An article entitled “The Ambidextrous Organization” from Harvard Business Review has really resonated with me as a leader in a large traditional organization. “Ambidextrous,” in this case, means exactly what you would think it means: managing new initiatives and established ones at the same time. While reading, I noted many implications for ministry leaders in strong, historic, or established ministries.
The research behind the article reveals that companies who operate in an ambidextrous fashion are nine times more likely to achieve breakthrough. Instead of implementing a new initiative into the existing structure or launching a new team managed lower in the organization, ambidextrous companies gave new initiatives tremendous levels of freedom while keeping executive levels of leadership highly engaged at the same time. As a result, the new initiatives benefited from company resources and senior leader support without being encumbered by layers of traditional culture and systems. By keeping senior leadership engaged, the entire organization benefited because the right hand knew what the left hand was doing. Ambidextrous.
Leaders of these organizations must be ambidextrous: willing and able to lead differently and skilled to lead the proven and established with one hand and the explorative with the other.

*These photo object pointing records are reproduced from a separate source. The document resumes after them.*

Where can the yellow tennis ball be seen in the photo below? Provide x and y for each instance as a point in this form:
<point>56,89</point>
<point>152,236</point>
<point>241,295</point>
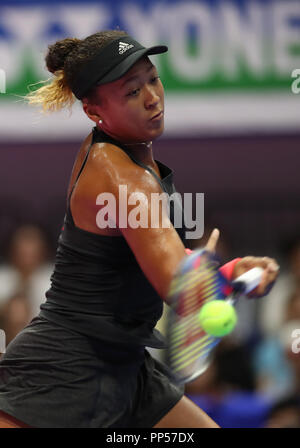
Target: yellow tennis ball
<point>217,318</point>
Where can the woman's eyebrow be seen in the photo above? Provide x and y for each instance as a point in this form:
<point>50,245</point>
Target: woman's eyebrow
<point>133,77</point>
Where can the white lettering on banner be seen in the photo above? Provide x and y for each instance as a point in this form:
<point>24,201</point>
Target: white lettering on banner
<point>285,36</point>
<point>82,21</point>
<point>261,34</point>
<point>2,81</point>
<point>191,67</point>
<point>147,26</point>
<point>296,83</point>
<point>243,37</point>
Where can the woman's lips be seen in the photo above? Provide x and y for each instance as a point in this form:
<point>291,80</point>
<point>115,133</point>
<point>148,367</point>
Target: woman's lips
<point>157,116</point>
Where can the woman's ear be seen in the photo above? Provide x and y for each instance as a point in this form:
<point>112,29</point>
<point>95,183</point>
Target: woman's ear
<point>91,111</point>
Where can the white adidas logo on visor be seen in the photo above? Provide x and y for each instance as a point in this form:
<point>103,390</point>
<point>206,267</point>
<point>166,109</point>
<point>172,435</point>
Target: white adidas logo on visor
<point>124,47</point>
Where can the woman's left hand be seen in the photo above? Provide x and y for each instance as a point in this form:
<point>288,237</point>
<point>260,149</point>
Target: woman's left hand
<point>271,271</point>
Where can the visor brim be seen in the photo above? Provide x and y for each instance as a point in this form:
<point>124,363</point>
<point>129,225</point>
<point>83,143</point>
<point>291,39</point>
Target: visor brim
<point>124,66</point>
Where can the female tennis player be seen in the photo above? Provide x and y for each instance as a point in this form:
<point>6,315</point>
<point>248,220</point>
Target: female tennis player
<point>82,362</point>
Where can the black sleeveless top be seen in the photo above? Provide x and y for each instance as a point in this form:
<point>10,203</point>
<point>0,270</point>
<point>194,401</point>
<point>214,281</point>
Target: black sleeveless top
<point>97,287</point>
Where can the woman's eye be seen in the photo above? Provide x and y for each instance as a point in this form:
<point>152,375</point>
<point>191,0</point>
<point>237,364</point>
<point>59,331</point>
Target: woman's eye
<point>133,92</point>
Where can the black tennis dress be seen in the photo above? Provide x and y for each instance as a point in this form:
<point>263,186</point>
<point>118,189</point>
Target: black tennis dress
<point>82,362</point>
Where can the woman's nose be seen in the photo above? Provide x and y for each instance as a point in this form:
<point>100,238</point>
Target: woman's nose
<point>151,97</point>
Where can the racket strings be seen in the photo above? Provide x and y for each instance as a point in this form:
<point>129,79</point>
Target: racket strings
<point>190,346</point>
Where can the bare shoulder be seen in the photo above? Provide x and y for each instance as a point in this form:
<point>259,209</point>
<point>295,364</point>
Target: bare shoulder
<point>116,168</point>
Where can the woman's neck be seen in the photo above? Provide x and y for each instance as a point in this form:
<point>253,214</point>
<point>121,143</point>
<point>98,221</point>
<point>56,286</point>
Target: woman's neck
<point>141,151</point>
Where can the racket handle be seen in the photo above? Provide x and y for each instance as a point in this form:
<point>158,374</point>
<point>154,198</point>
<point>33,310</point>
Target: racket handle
<point>249,280</point>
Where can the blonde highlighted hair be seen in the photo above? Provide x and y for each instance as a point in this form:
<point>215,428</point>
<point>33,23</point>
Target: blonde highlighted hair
<point>64,59</point>
<point>53,96</point>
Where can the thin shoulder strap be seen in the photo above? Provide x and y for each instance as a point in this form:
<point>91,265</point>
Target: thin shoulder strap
<point>81,168</point>
<point>108,139</point>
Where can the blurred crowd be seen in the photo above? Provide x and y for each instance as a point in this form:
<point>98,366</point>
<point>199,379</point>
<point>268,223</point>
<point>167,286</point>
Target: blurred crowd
<point>254,378</point>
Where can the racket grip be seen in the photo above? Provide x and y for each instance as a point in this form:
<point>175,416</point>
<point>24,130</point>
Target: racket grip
<point>249,280</point>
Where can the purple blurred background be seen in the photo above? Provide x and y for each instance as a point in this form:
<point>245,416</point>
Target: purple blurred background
<point>251,185</point>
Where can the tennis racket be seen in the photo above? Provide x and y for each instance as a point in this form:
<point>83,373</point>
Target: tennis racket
<point>197,282</point>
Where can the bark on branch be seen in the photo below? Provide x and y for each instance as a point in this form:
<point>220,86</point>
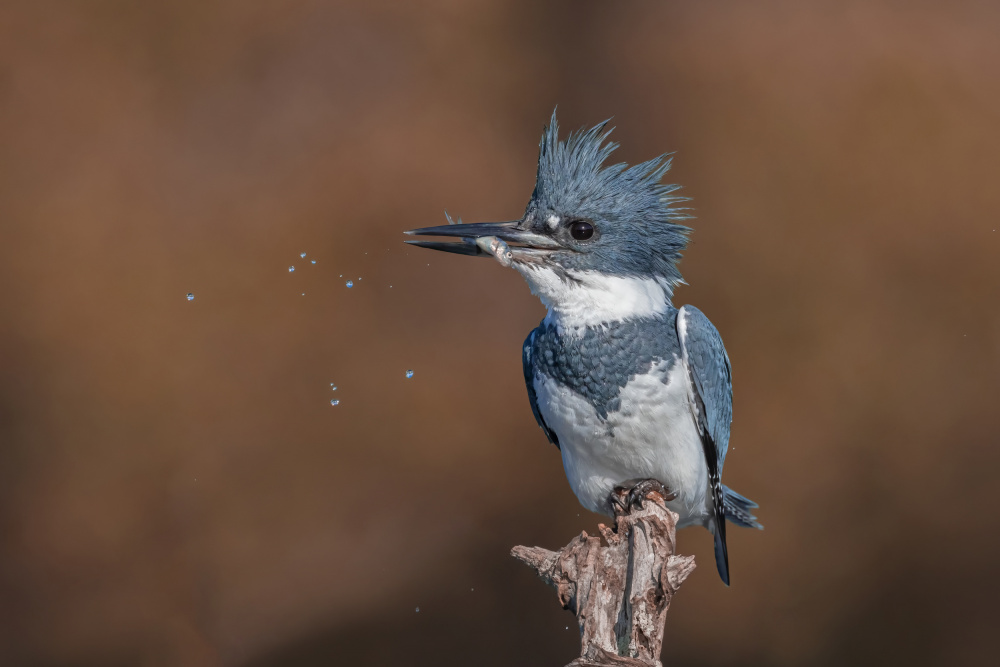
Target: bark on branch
<point>620,593</point>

In my context this means caring deeply and leading passionately the ministry and organizational functions that have made LifeWay into what it is while simultaneously launching new initiatives with disproportionate amounts of freedom and resources. I am excited to share details of these in the future and how I believe they will serve churches well.

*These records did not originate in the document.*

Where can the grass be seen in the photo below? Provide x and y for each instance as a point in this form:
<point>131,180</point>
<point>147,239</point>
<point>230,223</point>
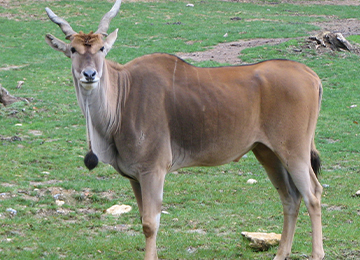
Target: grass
<point>208,207</point>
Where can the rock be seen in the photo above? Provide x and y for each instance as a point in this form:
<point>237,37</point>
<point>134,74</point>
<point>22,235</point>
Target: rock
<point>11,211</point>
<point>8,99</point>
<point>117,210</point>
<point>60,202</point>
<point>262,241</point>
<point>251,181</point>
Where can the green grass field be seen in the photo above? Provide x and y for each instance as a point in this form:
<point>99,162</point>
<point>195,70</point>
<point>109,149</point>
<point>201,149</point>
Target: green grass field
<point>42,143</point>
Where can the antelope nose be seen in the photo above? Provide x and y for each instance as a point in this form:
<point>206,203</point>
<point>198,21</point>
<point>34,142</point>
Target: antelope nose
<point>89,74</point>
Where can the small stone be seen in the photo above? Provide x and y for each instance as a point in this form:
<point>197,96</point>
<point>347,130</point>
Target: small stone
<point>117,210</point>
<point>262,241</point>
<point>251,181</point>
<point>60,202</point>
<point>11,211</point>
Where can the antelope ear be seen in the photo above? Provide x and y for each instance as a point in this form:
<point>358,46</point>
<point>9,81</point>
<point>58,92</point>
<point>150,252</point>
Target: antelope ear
<point>110,41</point>
<point>58,45</point>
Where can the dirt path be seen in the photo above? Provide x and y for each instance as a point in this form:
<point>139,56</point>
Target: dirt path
<point>229,52</point>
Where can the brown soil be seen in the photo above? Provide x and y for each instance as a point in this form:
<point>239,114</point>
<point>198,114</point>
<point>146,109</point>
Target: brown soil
<point>230,52</point>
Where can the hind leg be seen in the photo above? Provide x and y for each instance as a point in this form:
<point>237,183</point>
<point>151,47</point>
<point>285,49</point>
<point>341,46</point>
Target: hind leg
<point>306,182</point>
<point>289,195</point>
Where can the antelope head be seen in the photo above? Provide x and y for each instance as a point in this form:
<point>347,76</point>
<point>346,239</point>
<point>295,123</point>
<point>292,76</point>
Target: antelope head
<point>87,51</point>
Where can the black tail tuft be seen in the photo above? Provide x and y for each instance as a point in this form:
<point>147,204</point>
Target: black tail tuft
<point>315,162</point>
<point>91,160</point>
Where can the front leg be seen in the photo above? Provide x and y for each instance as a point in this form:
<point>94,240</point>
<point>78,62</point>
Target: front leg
<point>151,185</point>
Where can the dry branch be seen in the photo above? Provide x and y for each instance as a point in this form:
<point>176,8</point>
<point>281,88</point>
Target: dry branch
<point>335,41</point>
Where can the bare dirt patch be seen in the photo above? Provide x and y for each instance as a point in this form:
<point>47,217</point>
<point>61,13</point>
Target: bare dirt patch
<point>229,52</point>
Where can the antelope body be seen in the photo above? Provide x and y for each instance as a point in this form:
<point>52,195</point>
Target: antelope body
<point>157,114</point>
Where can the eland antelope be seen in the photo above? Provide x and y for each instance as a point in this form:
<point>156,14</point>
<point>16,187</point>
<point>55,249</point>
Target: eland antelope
<point>157,114</point>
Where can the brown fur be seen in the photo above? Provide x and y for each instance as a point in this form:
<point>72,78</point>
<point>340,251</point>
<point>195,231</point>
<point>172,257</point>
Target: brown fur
<point>83,42</point>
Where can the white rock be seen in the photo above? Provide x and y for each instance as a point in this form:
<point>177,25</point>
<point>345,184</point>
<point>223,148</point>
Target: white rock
<point>60,202</point>
<point>251,181</point>
<point>117,210</point>
<point>262,241</point>
<point>11,211</point>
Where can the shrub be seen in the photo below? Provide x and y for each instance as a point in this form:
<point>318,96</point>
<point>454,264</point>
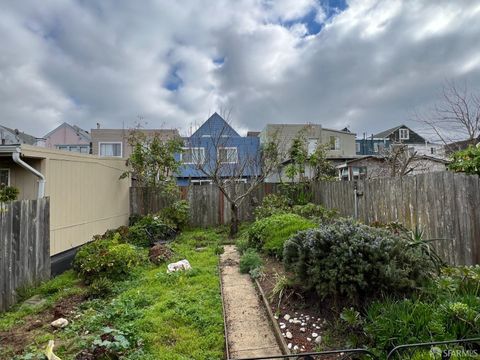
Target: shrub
<point>8,193</point>
<point>269,234</point>
<point>272,204</point>
<point>176,214</point>
<point>106,258</point>
<point>100,287</point>
<point>316,212</point>
<point>249,261</point>
<point>350,260</point>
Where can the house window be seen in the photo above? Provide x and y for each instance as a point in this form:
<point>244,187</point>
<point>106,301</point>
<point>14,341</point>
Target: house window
<point>193,155</point>
<point>334,143</point>
<point>312,146</point>
<point>84,149</point>
<point>110,149</point>
<point>4,177</point>
<point>228,155</point>
<point>404,134</point>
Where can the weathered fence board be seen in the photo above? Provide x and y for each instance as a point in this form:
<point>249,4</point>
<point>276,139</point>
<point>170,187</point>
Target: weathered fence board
<point>443,205</point>
<point>24,246</point>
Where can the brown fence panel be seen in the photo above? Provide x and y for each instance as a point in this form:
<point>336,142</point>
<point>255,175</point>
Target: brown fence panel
<point>24,246</point>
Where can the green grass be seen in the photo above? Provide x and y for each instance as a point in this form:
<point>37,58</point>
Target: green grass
<point>163,316</point>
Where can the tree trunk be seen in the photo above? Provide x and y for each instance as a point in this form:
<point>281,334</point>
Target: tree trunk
<point>234,221</point>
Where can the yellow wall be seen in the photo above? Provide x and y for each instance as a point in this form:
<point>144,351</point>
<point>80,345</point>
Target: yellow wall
<point>86,195</point>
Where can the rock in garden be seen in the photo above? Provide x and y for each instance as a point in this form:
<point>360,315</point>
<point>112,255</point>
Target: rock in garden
<point>59,323</point>
<point>179,265</point>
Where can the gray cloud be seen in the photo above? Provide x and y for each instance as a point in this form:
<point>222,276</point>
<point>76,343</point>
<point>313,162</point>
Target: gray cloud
<point>370,66</point>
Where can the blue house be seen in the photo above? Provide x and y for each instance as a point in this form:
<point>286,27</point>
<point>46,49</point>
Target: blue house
<point>217,148</point>
<point>371,146</point>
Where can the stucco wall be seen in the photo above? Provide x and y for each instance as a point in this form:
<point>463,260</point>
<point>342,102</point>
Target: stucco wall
<point>86,195</point>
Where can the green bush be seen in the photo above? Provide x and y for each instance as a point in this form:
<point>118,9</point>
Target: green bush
<point>106,258</point>
<point>176,214</point>
<point>249,261</point>
<point>352,261</point>
<point>8,193</point>
<point>269,234</point>
<point>315,212</point>
<point>272,204</point>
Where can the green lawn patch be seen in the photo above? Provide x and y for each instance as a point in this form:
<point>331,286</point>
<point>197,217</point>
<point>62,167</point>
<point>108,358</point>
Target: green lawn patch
<point>150,315</point>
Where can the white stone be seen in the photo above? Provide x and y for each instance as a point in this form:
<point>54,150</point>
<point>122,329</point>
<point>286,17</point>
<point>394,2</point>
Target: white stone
<point>179,265</point>
<point>59,323</point>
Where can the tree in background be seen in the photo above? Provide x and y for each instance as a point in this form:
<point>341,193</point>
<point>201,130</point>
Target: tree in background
<point>228,175</point>
<point>467,161</point>
<point>456,116</point>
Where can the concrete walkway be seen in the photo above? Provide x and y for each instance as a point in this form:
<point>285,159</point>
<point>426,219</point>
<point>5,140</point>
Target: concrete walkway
<point>248,329</point>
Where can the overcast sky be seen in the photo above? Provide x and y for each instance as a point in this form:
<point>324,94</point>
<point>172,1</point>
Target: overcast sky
<point>362,63</point>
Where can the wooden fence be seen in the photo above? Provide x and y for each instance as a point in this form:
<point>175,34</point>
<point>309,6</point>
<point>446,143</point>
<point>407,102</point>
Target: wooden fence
<point>442,204</point>
<point>24,246</point>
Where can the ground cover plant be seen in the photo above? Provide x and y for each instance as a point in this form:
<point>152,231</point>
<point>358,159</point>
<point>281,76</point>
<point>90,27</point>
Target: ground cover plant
<point>147,314</point>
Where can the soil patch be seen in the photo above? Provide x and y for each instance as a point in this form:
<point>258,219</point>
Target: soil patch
<point>20,336</point>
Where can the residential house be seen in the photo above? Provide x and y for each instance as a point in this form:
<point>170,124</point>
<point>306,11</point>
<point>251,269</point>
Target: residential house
<point>217,144</point>
<point>68,138</point>
<point>114,142</point>
<point>416,142</point>
<point>14,136</point>
<point>375,166</point>
<point>340,144</point>
<point>86,194</point>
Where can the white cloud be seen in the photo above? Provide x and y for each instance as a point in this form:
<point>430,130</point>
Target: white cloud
<point>369,67</point>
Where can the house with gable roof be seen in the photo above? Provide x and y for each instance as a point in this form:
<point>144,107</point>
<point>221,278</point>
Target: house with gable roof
<point>216,141</point>
<point>69,138</point>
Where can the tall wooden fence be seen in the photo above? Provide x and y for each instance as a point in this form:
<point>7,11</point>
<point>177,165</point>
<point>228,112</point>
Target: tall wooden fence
<point>443,205</point>
<point>24,246</point>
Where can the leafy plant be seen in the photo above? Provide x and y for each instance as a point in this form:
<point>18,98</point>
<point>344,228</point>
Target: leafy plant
<point>106,258</point>
<point>249,261</point>
<point>467,161</point>
<point>269,234</point>
<point>8,193</point>
<point>354,261</point>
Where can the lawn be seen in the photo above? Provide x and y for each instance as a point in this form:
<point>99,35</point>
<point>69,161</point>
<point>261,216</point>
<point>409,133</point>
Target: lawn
<point>150,315</point>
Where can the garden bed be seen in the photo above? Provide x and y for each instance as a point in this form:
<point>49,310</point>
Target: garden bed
<point>149,315</point>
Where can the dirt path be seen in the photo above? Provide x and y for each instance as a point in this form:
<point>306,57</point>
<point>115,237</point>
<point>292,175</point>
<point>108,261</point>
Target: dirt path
<point>249,332</point>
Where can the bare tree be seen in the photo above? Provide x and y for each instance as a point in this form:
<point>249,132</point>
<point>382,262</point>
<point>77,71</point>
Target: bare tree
<point>400,160</point>
<point>236,170</point>
<point>456,116</point>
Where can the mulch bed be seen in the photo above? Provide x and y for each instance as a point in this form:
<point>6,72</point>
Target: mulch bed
<point>304,312</point>
<point>22,335</point>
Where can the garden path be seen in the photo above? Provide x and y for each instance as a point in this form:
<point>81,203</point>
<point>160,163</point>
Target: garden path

In the context of a local church, ambidextrous could look like this…
• A pastor senses the nudge from God to launch a new ministry but knows his team would be distracted from the essential ministries. Instead of forcing the new ministry through the existing team, he brings in a new leader (paid or volunteer) and gives complete freedom, manages the leader directly, and resources her/him well. I have seen churches launch counseling centers, art studios, and distinct mission organizations in this manner.
• A mission leadership team senses a nudge from God to directly serve an unreached people group or a segment of their city. Yet there is a solid and strong mission philosophy and practice already in place. Instead of funneling the initiative through the existing structure, the team decides to launch a new mission endeavor with a new team recruited specifically for the new endeavor.
Very few leaders have been trained to think and lead in an ambidextrous fashion. We tend to exploit our current strength. But if business leaders long for breakthrough and greater impact, how much more so should leaders in the Kingdom?